In his opening remarks at the Euro Cyber Resilience Board’s ninth meeting, ECB Executive Board Member Piero Cipollone emphasized the escalating cyber threats to global security, particularly affecting the European financial system. He noted the underreported nature of cyberattacks and their estimated global cost exceeding $200 billion.
The Euro Cyber Resilience Board (ECRB) serves as a vital platform for collaboration among pan-European financial infrastructures, service providers, central bank overseers, and European authorities. This forum facilitates strategic discussions on cyber risks and sharing of sensitive information, enhancing the resilience of Europe’s financial system.
Cipollone cited a recent incident where the US SEC’s social media account was hacked, causing a temporary spike in cryptocurrency prices, including Bitcoin. This incident underscores the potential for cyberattacks to manipulate market narratives for financial gain.
The ECRB’s role in consolidating cybersecurity efforts is crucial. The Cyber Information and Intelligence Sharing Initiative (CIISI-EU) of the ECRB helps in anticipating and preparing for future cyber threats.
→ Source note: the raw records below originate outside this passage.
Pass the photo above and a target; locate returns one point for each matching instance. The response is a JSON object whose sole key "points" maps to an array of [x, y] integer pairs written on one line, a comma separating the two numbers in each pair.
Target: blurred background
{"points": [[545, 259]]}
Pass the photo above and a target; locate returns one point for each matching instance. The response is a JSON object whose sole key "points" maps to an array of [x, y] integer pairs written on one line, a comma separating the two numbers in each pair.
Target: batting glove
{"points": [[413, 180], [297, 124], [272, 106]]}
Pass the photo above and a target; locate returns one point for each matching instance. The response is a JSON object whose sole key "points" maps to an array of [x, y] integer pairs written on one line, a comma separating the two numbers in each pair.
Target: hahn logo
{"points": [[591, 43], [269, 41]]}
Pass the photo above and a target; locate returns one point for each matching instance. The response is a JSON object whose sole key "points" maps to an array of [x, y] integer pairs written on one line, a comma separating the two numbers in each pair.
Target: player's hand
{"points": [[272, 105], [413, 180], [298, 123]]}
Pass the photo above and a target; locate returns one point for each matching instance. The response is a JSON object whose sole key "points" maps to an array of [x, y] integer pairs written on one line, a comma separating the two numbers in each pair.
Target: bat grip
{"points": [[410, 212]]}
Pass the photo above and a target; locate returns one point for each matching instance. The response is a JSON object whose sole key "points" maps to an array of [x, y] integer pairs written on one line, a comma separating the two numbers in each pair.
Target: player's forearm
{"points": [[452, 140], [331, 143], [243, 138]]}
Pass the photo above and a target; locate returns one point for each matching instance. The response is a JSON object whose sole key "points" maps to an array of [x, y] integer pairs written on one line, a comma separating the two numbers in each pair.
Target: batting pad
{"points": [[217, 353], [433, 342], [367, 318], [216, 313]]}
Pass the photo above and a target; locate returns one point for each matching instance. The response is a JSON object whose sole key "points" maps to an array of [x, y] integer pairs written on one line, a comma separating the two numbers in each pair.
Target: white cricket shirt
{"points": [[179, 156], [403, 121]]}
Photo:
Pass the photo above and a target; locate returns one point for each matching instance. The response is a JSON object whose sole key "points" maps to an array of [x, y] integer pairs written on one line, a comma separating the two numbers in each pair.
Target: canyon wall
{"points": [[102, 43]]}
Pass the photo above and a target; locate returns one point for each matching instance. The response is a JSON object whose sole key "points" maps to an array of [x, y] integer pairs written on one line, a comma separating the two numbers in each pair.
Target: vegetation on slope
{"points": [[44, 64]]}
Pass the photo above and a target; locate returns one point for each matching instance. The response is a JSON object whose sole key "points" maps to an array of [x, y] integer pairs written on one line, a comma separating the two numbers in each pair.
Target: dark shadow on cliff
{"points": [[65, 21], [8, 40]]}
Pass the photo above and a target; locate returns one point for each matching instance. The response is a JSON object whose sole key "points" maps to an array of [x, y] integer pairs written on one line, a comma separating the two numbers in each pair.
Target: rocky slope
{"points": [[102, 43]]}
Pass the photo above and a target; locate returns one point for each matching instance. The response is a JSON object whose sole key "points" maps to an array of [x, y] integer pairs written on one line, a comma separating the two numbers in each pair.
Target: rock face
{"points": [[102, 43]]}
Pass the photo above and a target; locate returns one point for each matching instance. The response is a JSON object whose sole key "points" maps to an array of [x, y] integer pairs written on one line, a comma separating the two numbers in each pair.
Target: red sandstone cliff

Sharing best practices and adhering to common standards improves protection against such threats.
The current cyber threat landscape
Focusing on increasing cyberattacks on financial institutions and service providers. He highlighted the rise in aggressive cyber threats, including ransomware attacks, and the influence of geopolitical conflicts.
He emphasized two major threat areas: the global threat of ransomware attacks, exemplified by the attack on the Industrial and Commercial Bank of China, and the need for robust risk management against third-party service dependencies, as outlined by the Financial Stability Board.
The ECRB has prioritized supply chain risk management, urging financial entities to conduct due diligence and monitor third-party service providers. The EU’s new regulation on digital operational resilience (DORA) addresses critical ICT third-party providers and creates a pan-European forum for oversight.
Cipollone also addressed the impact of new technologies like AI and quantum computing on cybersecurity, noting both their potential benefits and risks.
The ECB’s cyber resilience surveys of financial market infrastructures are key to assessing and addressing sector-wide vulnerabilities. The correlation between strong governance and cyber resilience was highlighted.
He emphasized the importance of reporting and disclosing cyber incidents, advocating for transparent communication to stakeholders and the public. Trusted groups like CIISI-EU aid in analyzing and learning from cyber threats.
Cipollone stressed the systemic risk posed by malfunctioning financial market infrastructures and the need for a systemic, collaborative approach to cybersecurity. As the new chair of the ECRB, he expressed his commitment to enhancing Europe’s financial sector’s cyber resilience, recognizing cybersecurity as a collective responsibility and a global threat.